Joe goes in search of Nick. When he finally finds him, he comes too late: Garsell has taken the money from him and strangled him. Since the police suspect Joe as a murderer, he goes into hiding. In order to prove his innocence, he wants to expose the real murderer and goes in search of Garsell. When he locates his ex-girlfriend, the nightclub singer Harriette Sinton, she pretends to want to help, but betrays him to Garsell and Larry. Garsell plans to murder Joe and knocks him out. He then strangles Harriett to eliminate a potential witness and puts both of them in the taxi to throw them into the river.

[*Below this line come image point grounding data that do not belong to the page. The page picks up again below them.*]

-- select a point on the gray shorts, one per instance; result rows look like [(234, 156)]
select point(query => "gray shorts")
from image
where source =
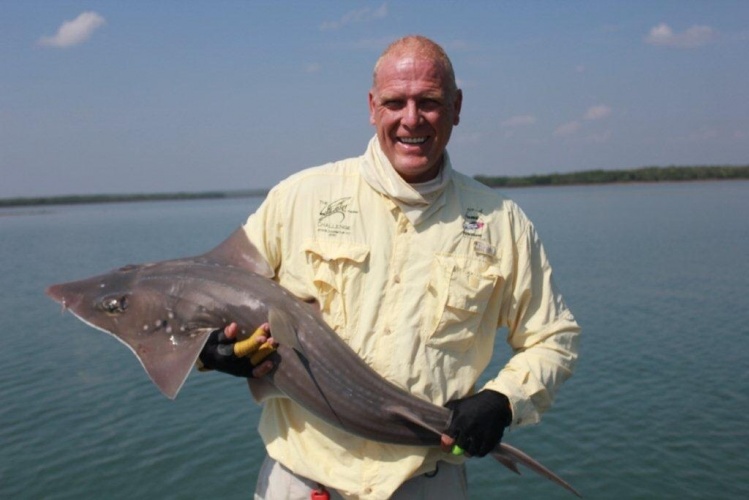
[(276, 482)]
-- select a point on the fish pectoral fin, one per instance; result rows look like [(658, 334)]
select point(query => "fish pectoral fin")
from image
[(411, 416), (282, 329)]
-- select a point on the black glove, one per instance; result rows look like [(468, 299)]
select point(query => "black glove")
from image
[(218, 354), (478, 421)]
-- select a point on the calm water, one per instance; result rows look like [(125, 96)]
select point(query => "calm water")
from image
[(658, 276)]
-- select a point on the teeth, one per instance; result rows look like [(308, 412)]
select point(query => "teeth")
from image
[(413, 140)]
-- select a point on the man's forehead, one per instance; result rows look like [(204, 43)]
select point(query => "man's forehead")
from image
[(409, 72)]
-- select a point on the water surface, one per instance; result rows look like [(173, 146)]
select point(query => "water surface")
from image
[(657, 275)]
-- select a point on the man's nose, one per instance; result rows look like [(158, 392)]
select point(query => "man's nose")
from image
[(412, 115)]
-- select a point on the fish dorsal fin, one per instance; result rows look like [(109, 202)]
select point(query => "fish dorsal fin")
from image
[(412, 417), (237, 250), (282, 329)]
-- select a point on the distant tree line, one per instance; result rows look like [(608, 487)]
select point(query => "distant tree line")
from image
[(645, 174)]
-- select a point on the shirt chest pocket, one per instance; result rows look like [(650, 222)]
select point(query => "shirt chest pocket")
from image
[(460, 289), (336, 268)]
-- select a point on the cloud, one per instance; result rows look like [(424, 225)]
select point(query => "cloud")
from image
[(74, 32), (597, 112), (569, 128), (519, 121), (356, 16), (696, 36), (312, 67)]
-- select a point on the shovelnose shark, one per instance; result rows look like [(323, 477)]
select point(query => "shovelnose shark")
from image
[(164, 312)]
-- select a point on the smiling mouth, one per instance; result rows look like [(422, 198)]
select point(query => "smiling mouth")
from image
[(412, 140)]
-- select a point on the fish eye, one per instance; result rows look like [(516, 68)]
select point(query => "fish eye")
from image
[(114, 305)]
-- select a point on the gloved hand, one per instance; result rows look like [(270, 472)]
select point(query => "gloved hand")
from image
[(223, 353), (478, 422)]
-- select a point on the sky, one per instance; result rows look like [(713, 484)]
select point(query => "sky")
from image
[(191, 96)]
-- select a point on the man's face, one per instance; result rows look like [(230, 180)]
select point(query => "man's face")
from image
[(414, 114)]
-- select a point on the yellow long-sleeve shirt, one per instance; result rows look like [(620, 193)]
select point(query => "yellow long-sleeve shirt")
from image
[(419, 302)]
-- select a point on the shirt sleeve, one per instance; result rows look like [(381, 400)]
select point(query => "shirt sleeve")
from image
[(542, 333), (264, 228)]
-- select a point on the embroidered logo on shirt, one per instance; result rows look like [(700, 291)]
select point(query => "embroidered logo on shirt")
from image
[(472, 223), (333, 216)]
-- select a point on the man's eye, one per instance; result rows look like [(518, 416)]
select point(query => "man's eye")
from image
[(392, 104), (430, 104)]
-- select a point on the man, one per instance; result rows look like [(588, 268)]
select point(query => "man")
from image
[(415, 266)]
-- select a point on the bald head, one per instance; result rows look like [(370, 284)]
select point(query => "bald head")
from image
[(420, 47)]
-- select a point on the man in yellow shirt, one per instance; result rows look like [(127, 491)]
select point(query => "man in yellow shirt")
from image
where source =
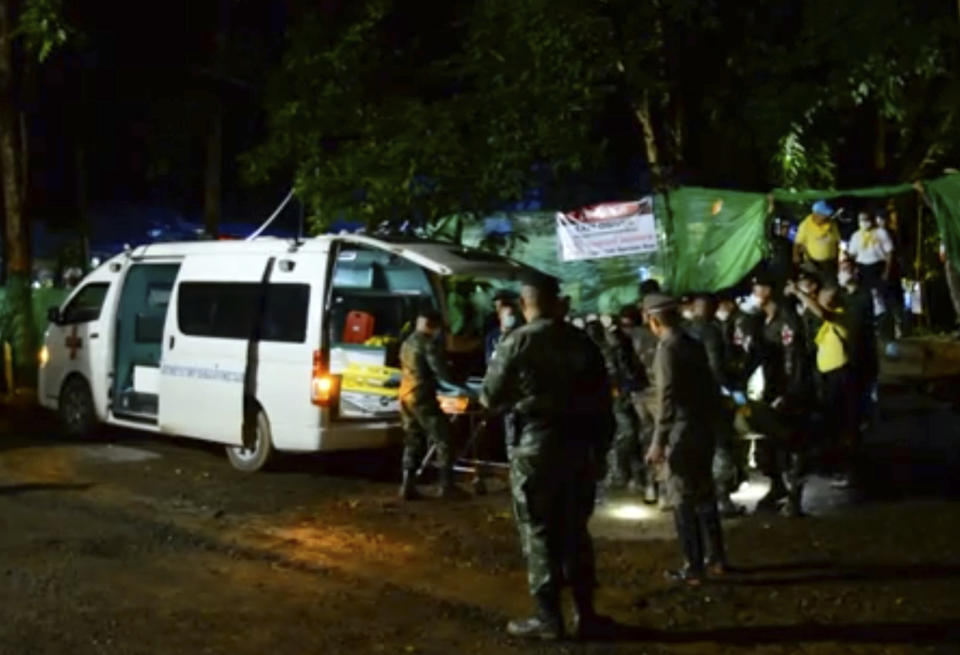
[(838, 393), (818, 240)]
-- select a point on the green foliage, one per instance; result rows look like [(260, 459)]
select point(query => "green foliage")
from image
[(796, 166), (44, 27), (390, 118), (460, 117)]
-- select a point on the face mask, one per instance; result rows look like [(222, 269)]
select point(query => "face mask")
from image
[(748, 304)]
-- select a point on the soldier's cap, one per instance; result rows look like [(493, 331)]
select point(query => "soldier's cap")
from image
[(808, 271), (541, 282), (431, 314), (727, 295), (649, 286), (654, 303), (507, 295), (763, 279)]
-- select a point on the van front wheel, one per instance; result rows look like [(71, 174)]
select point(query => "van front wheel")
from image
[(78, 416), (254, 458)]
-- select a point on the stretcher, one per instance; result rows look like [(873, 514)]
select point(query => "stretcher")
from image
[(463, 405)]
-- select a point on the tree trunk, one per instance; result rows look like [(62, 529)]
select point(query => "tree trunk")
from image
[(880, 145), (212, 186), (81, 169), (644, 117), (18, 322)]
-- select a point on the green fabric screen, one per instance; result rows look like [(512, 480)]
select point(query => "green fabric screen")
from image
[(943, 194), (812, 195), (714, 237)]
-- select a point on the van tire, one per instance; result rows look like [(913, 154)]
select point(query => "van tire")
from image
[(251, 460), (78, 415)]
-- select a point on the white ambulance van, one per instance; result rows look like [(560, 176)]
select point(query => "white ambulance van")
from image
[(243, 342)]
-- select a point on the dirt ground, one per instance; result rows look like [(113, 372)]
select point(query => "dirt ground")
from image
[(135, 544)]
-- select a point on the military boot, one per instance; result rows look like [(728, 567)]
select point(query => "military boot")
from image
[(651, 493), (772, 499), (691, 543), (446, 487), (545, 625), (793, 507), (714, 551), (587, 624), (727, 508), (408, 489)]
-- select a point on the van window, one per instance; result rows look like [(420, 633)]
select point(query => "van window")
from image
[(228, 310), (85, 306), (374, 300)]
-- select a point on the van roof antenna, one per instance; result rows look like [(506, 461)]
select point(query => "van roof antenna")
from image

Shortly after the taxi leaves, the police, whom Garsell has meanwhile identified as the murderer of Lucille Colner, arrive and a chase develops through the streets of Manhattan. When Giff wants to give up, Garsell shoots him and forces Joe, who has regained consciousness, to take the wheel. To end the nightmare, Joe intentionally causes an accident in which the car overturns. When Garsell climbs out of the car and tries to run away, he is shot by the police. Joe is rescued from the car injured. Shortly before being transported to the hospital, Ellen appears at the scene of the accident and they hug.

background

Side Street opened in U.S. theaters on March 23, 1950. It did not come to cinemas in Germany.

Web links

Individual evidence

  1. Alain Silver, Elizabeth Ward (Ed.): Film Noir. An Encyclopedic Reference to the American Style, Third Edition. Overlook / Duckworth, New York / Woodstock / London 1992, ISBN 978-0-87951-479-2 , pp. 256-257.